Congress leaders are openly voicing their frustration and anger at the miserable performance of the party and even calling for heads to roll.

Written by Manoj Dattatrye More | Pune | Published: May 19, 2014 4:25:12 am

Embarrassed  by the party’s worst ever defeat in Pune as well as in other parts of the state, Congress leaders seemed to be in no mood to clam up as they had in the past. At least in Pune, they are openly voicing their frustration and anger at the miserable performance of the party and even calling for heads to roll.

On Saturday, MLA Vinayak Nimhan had said — referring to Pune candidate Vishwajeet Kadam —  Congressmen were not taken into confidence when an “outsider” was imposed on Pune, clearly hinting that the party leadership had failed to make the right choice.

On Sunday, Deepak Mankar, who was denied ticket, openly called for resignation of Chief Minister Prithviraj Chavan. Kadam himself did not mince any words as he gave full reign to his sentiment post the “shock defeat”.

“The chief minister should resign taking moral responsibility for the party’s worst performance of party in the state. If need be, we would also hold protests in the city demanding his resignation,” said Mankar, a former deputy mayor of Pune. He said the performance of party candidates, including Vishwajeet Kadam, in the state was pathetic to say the least.

Mankar spoke at the Congress headquarters in Shivajinagar on Sunday afternoon where several party leaders where present to review the party’s pathetic performance in Pune.

Kadam, who gave the Congress its biggest defeat in Pune, did not hold back himself as he clearly directed his ire at a “few leaders from both Congress and NCP” blaming them for his defeat. “Most of the Congress and NCP leaders campaigned hard for me. But a few leaders from both the parties worked against me, which led to my big defeat,” Kadam told Pune Newsline.

While Kadam managed to secure 2,54,056 votes, Shirole notched up 5,69,825 votes.

Kadam said he could not believe that he lost by a margin of 3 lakh votes. “Such a huge margin is not possible unless certain leaders from both parties joined hands with my rival. I can understand my losing by 1 lakh votes or so, but this margin is clearly unbelievable and is due to internal sabotage,” he said.

When asked as to name these leaders, Kadam said: “Everyone knows who they are…I don’t need to name them. I will send my report to the party leadership both at state and central levels naming these leaders.”
Asked if Suresh Kalmadi, Vinayak Nimhan or Mohan Joshi worked against him, he refused to comment. Kadam said party leaders from the state to local units should introspect to ascertain the reasons for the party’s worst performance in the state.

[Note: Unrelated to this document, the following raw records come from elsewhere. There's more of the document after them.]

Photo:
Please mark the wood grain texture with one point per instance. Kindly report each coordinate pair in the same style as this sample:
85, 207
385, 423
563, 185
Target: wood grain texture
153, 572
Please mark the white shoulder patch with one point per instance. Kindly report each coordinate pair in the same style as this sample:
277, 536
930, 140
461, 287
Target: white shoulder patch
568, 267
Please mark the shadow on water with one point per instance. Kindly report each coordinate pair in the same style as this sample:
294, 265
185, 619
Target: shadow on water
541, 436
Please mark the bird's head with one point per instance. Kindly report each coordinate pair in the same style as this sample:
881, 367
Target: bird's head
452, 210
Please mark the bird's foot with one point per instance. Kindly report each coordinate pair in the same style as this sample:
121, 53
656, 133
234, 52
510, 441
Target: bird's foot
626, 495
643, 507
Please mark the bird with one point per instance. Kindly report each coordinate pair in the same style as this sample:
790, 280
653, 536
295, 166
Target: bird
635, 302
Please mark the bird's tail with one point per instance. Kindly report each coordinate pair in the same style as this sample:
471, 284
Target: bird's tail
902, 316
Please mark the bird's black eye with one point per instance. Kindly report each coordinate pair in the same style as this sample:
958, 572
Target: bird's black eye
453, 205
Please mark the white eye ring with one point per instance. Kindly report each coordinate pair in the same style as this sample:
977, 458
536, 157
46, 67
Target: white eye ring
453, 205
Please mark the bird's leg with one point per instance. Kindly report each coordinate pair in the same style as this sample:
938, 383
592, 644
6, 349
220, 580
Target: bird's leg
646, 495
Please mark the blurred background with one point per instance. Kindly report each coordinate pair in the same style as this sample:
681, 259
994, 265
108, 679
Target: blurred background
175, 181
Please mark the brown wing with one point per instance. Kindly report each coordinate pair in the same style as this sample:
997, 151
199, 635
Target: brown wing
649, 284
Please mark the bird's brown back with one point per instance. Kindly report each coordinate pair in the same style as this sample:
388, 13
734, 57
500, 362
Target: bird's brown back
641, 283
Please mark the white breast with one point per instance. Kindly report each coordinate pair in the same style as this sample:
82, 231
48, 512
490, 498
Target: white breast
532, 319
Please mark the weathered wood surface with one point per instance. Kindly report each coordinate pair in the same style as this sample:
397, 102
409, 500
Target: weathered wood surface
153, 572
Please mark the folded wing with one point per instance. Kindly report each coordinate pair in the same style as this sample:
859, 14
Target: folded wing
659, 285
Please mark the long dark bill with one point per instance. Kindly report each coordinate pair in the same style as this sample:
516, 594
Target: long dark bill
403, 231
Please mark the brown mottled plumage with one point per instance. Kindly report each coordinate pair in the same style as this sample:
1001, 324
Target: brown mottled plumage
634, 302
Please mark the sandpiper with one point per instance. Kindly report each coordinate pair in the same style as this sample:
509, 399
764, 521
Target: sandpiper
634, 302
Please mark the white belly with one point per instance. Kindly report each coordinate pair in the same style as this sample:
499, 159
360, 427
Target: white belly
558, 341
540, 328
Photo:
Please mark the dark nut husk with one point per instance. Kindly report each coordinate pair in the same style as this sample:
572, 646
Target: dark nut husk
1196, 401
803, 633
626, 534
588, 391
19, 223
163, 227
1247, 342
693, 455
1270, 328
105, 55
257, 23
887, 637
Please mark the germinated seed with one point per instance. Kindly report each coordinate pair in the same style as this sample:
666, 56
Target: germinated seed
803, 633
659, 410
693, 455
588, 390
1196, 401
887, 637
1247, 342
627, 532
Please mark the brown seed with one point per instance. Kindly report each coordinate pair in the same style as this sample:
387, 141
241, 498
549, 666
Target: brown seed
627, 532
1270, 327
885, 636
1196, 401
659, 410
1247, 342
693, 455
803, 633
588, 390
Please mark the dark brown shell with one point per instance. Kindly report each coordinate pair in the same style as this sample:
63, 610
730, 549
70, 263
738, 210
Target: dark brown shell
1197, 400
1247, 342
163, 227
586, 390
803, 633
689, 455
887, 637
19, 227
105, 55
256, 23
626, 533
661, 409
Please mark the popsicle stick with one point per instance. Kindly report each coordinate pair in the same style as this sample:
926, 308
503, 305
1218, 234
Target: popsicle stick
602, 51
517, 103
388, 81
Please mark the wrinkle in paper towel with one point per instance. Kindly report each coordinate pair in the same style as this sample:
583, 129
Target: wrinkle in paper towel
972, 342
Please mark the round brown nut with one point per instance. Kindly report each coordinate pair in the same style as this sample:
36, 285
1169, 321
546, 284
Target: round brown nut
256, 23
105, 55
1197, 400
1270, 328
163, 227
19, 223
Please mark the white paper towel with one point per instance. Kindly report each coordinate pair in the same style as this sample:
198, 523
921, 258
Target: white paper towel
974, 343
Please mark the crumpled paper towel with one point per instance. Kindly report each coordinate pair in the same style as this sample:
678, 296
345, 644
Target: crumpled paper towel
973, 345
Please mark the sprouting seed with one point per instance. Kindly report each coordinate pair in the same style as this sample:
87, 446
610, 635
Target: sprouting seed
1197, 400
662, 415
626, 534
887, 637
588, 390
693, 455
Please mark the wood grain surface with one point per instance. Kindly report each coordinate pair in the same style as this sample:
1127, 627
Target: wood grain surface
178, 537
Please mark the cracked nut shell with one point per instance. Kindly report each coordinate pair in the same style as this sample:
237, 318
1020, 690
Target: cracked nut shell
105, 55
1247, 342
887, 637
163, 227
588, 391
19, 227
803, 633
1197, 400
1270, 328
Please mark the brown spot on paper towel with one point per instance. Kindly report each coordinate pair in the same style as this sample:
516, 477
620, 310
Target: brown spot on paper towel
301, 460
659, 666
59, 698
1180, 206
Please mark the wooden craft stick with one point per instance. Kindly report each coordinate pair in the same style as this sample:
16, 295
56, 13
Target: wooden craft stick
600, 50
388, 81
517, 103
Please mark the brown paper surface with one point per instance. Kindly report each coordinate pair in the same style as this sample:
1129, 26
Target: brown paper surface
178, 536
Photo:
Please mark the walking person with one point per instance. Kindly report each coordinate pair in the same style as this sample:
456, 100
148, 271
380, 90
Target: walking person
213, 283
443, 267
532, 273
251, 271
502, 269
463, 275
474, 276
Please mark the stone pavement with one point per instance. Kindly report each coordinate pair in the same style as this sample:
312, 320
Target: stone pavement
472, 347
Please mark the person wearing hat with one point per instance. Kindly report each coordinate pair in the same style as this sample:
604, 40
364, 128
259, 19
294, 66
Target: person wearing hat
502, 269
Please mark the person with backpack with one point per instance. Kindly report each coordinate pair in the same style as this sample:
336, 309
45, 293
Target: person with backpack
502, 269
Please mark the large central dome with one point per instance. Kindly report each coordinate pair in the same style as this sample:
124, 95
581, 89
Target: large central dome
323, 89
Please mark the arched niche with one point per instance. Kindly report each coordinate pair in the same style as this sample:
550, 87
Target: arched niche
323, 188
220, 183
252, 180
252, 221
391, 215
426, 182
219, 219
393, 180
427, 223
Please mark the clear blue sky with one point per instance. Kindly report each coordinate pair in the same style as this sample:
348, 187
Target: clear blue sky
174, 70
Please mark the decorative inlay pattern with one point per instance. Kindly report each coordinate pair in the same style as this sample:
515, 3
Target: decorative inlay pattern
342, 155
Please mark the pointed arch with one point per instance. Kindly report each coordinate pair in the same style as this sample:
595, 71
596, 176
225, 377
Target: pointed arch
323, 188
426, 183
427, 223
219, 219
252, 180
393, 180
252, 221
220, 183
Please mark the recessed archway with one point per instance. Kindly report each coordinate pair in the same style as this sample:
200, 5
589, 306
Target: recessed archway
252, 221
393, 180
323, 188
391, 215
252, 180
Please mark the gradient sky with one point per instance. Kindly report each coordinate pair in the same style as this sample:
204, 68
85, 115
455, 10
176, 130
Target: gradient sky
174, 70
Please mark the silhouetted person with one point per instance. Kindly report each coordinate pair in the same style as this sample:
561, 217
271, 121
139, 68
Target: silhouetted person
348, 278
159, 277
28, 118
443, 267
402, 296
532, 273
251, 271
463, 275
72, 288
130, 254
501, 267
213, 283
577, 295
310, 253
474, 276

Sources in the Congress said those who were denied ticket could have worked towards Kadam’s defeat.
When contacted, Nimhan said he had worked wholeheartedly for Kadam. “I will speak on the issue at a press conference tomorrow,” he said.

Joshi too said he was a loyal party worker and had always worked in the interest of the party. “I put in my best for Kadam,” he added.

Nimhan said it was wrong to demand CM’s resignation.

City Congress chief Abhay Chhajed too refused to stick his neck out.

When asked about Mankar’s demand for Chavan’s resignation, he initially said he would not like to react, but hastened to add that “it was not necessary”. On Kadam blaming a few leaders of both parties for his defeat, Chhajed said: “All these things are being looked into by the party leadership. The party is analysing the defeat and will respond.”

Chhajed, however, agreed on one point: “Yes, it is the party’s biggest ever defeat in Pune…”
The murmurs of some disgruntled Congress leaders, especially those who were denied ticket, covertly supporting BJP candidate Anil Shirole had been doing the rounds during the electioneering. In fact, at an Idea Exchange programme at The Indian Express, Shirole had said he was getting “wide support”.

When asked whether support was pouring in from Congress leaders too, Shirole had replied: “Yes, I was getting support from one and all.”

Many Congress leaders, who did not wish to be named, said Kadam was not the right choice from the word go. “He is no doubt an educated leader with a good image. But he was seen as too soft to take on the aggressive campaign of BJP,” said a senior leader.

“Besides, Kadam had never contested even a civic election in Pune. Therefore, he did not even have pocket votes, which meant he had to work for even getting that first vote,” said another leader.

Conceding that Congress failed to market its achievements everywhere, Kadam said: “The massive and aggressive social media campaign launched by the BJP much before the election campaign had started succeeded in creating a wave against the Congress. BJP had been hyperactive on the social media and the Congress wasn’t,” he said.

Kadam, however, said he might have been defeated, but would bounce back. “I will continue to remain at the beck and call of the people of Pune,” he said.